Sunday, July 26, 2009

Parse-Snips: "And I Mean It"

Much has been made about the Skip Gates / Cambridge Police imbroglio. The biggest drama in the aftermath of the press conference is of its diffusion -- not the completely predictable, almost mechanical, escalation of indignation between two sparring partners (and they are partners). I tip my hat to Obama's calibrated apology: I'm not taking any of it back but I did get in over my head. In the moment where the fear-harboring swells into the shouting match Crowley, Gates and the President were all consumed by passion and that's the boundary-smasher.

The spectacle was ripe for picking because:

(1) It was unscripted -- it wasn't about health care. Obama could have been just as easily asked about the newest wave of settlements in the West Bank. He could have struck the same tender chord of authenticity by invoking his parental instincts about his own daughters in harm's way. And everyone would have gone on talking about how a veto-proof Senate needs bi-partisan support for health care reform to pass.

(2) Obama departed from his game -- rather than the arbitrage he favors over the triangulations of the Clinton/Bush era, he put himself squarely in the middle -- not as arbitrator but victim. The third-person ID on "any one of us would have been angry" begged a color-based stencil. Yes, racial profiling is a fact of American life. So is pigment justice as the surest race to the bottom of any policy debate on race.

(3) Narrative tells itself -- The race card is runner-up only to the cult of celebrity and sex for marquee media value -- "if you want a crowd, start a fight" [and] keep the camera rolling long enough for the barkers to mount their soap boxes. There's no nuance necessary when the questions are so black and so white. Or are they?

In one corner we have the institutional clout of law enforcement teamed with the sensitivity training of a post white supremacist world view. In the other the venerable brand of glittering brains and policy-speak of towering Harvard backed with every unfinished agenda on the social left that gives voice to the "world's most opinionated zip code." Yes, try undressing those vagaries and then convince the scorekeeper there's a scoreboard big enough to hold all the debating points.
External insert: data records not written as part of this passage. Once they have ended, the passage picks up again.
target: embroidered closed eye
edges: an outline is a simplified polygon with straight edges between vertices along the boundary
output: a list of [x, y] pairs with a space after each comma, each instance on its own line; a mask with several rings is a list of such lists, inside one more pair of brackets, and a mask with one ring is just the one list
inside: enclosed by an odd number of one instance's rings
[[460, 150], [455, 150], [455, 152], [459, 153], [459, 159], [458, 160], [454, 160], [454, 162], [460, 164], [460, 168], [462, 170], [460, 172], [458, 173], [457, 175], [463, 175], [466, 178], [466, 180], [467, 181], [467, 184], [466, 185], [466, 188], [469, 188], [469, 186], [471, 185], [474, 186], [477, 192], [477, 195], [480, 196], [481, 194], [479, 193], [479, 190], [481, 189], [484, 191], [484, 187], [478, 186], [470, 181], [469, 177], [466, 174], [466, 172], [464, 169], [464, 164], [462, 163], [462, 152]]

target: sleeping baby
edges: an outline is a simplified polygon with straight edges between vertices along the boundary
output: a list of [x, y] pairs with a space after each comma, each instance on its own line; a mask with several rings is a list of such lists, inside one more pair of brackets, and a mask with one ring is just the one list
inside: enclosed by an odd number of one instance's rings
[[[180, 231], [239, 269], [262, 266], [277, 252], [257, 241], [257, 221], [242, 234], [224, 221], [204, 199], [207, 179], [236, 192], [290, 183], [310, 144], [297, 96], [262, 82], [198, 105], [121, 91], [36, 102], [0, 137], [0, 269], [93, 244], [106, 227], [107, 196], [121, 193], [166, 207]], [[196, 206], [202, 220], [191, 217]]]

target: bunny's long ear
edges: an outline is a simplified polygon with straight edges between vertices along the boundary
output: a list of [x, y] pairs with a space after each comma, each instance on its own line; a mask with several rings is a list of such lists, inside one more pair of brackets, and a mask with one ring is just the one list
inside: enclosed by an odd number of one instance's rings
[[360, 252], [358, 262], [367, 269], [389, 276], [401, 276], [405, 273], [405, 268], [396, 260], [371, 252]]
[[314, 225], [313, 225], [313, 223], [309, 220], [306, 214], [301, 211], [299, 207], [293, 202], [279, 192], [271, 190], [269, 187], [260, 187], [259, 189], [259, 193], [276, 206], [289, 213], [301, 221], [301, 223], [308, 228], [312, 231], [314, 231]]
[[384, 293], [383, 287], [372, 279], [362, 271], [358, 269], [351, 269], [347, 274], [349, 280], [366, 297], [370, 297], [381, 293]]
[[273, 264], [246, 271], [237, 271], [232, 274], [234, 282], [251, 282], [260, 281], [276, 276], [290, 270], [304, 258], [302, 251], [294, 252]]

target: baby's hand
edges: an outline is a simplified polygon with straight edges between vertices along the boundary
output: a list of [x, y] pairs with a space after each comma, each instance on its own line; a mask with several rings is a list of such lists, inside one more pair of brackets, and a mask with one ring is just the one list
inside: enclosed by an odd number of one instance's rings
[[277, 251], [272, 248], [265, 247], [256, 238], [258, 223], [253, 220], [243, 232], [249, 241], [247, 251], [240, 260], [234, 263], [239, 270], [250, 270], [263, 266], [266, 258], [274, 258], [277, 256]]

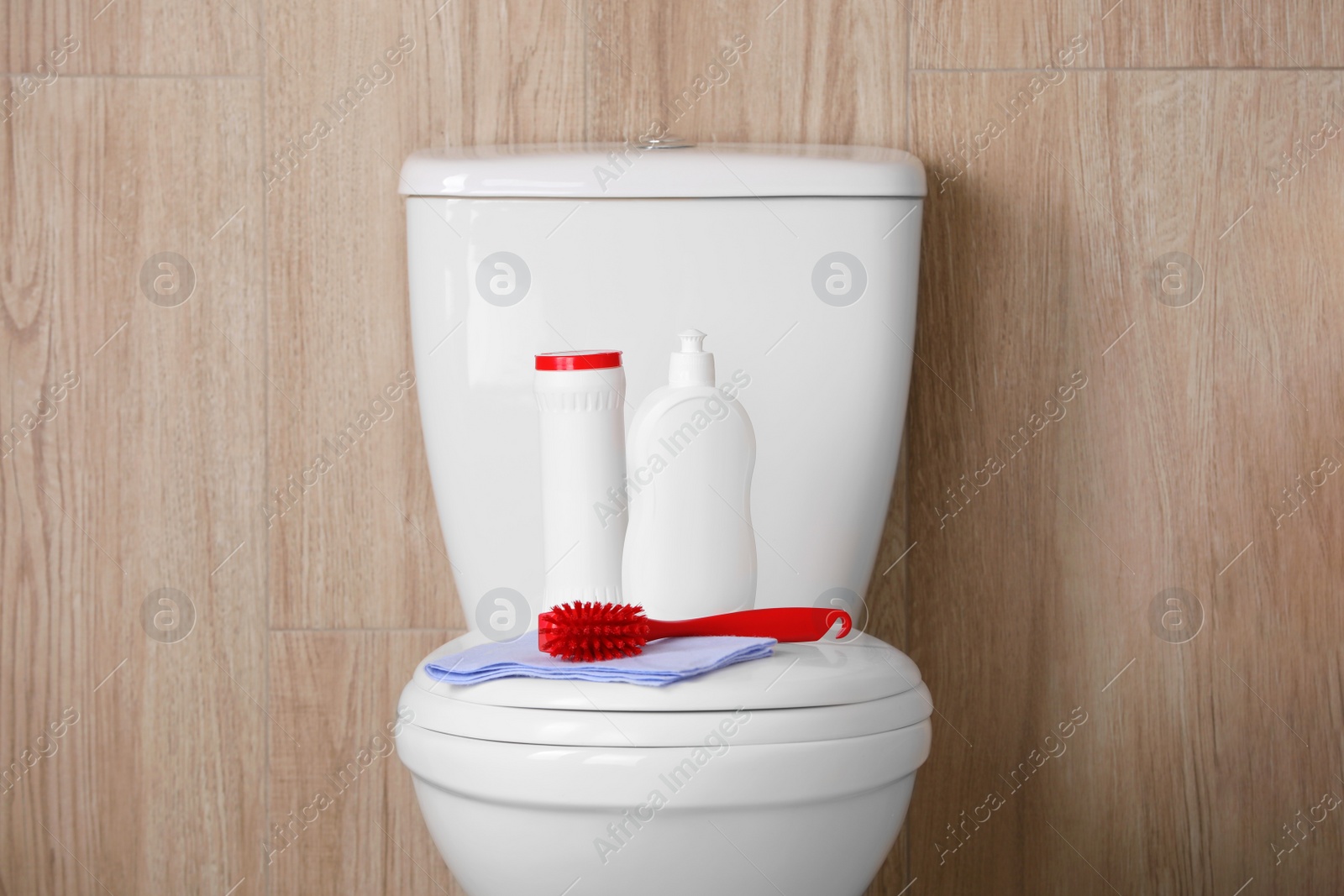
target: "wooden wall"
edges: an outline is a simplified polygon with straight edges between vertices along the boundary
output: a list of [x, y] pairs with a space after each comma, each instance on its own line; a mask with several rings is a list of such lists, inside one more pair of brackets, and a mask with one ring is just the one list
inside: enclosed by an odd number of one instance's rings
[[9, 0], [0, 893], [460, 892], [380, 755], [464, 626], [374, 406], [396, 169], [642, 133], [738, 34], [679, 134], [930, 168], [870, 602], [938, 715], [871, 892], [1344, 889], [1337, 4]]

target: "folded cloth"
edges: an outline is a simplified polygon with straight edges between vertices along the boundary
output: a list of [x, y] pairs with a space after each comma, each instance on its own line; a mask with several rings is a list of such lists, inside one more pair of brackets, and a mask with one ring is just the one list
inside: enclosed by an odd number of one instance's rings
[[570, 678], [574, 681], [621, 681], [634, 685], [668, 685], [714, 672], [745, 660], [774, 653], [774, 638], [661, 638], [644, 645], [644, 653], [601, 662], [573, 662], [543, 653], [536, 633], [503, 643], [481, 643], [425, 664], [433, 678], [454, 685], [474, 685], [495, 678]]

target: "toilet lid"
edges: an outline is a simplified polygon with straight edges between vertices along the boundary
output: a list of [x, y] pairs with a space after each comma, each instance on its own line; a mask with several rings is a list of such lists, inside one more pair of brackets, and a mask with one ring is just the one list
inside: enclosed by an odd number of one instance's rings
[[421, 728], [487, 740], [642, 747], [699, 743], [735, 711], [751, 715], [743, 732], [755, 743], [892, 731], [933, 712], [910, 657], [864, 634], [780, 643], [765, 660], [660, 688], [546, 678], [450, 685], [425, 672], [431, 660], [484, 642], [469, 633], [426, 657], [402, 692], [399, 713]]

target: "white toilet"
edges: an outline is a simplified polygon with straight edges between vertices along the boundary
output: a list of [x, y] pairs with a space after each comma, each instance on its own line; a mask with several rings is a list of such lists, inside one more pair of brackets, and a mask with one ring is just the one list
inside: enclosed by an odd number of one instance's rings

Full disclosure -- Obama and Skip go back together? Well the Cambridge cops should be on a first name basis with the streets they patrol. The block of the reported break-in is lined with the residences of sleep-deprived, prestigous, self-important Harvard professors.

The more substantive misstep to my thinking was Obama's stretch of self-conferring credibility. Here's the line:

"I have also pledged that health insurance reform will not add to our deficit over the next decade - and I mean it."

Without delving into GAO reports, GAAP principles, or lies and damn lies let's look at the face of this: Part of the reason the man is so comfortable in his skin is that he can perform a feat that evades the vanity of elected officials. He can identify himself as a third party -- a major survival skill for anyone needing to function in a leadership role without compromising their own integrity. When Bob Dole referred to himself as Dole it sounded like we weren't going to have Nixon to kick around any longer. When Obama does it we float to the ceiling of the press room and undergo an out-of-body experience.

That's what's so shocking about the "and I mean it" part. That's the kind of defensive posturing I'd expect from a more shrill and less assured pol. It begs the question: what if you don't really mean it. The health care deficit water should be carried more presumably by HHS Secretary Kathy Sebelius or Joe the Biden: "And he means it," might have taken Obama's pledge one step closer to echo chamber gospel. But the 'crats are a squirmy choir regardless of the sheet music or the talking points.

For the good of the country I hope the next time the health care debate is not about Obama that the President doesn't personalize his candor or have those Senate lions let their donor base decide on the compromises that are baked into the final signing of the 2009/10 Universal Health Recovery Act.

On second thought I hope Obama reconsiders and does make the battle about himself. Like Reagan he's more popular than his policies. But no one but himself will be asking to face this kind of crucible; his allies because they believe he's irreplacable and his enemies because he scares them so.

For a punishment-happy republic as ours it is ironic and sobering how little sacrifice we have come to expect from our leaders. But is their cowardice that hard to question in the pursuit of our own narrow interests?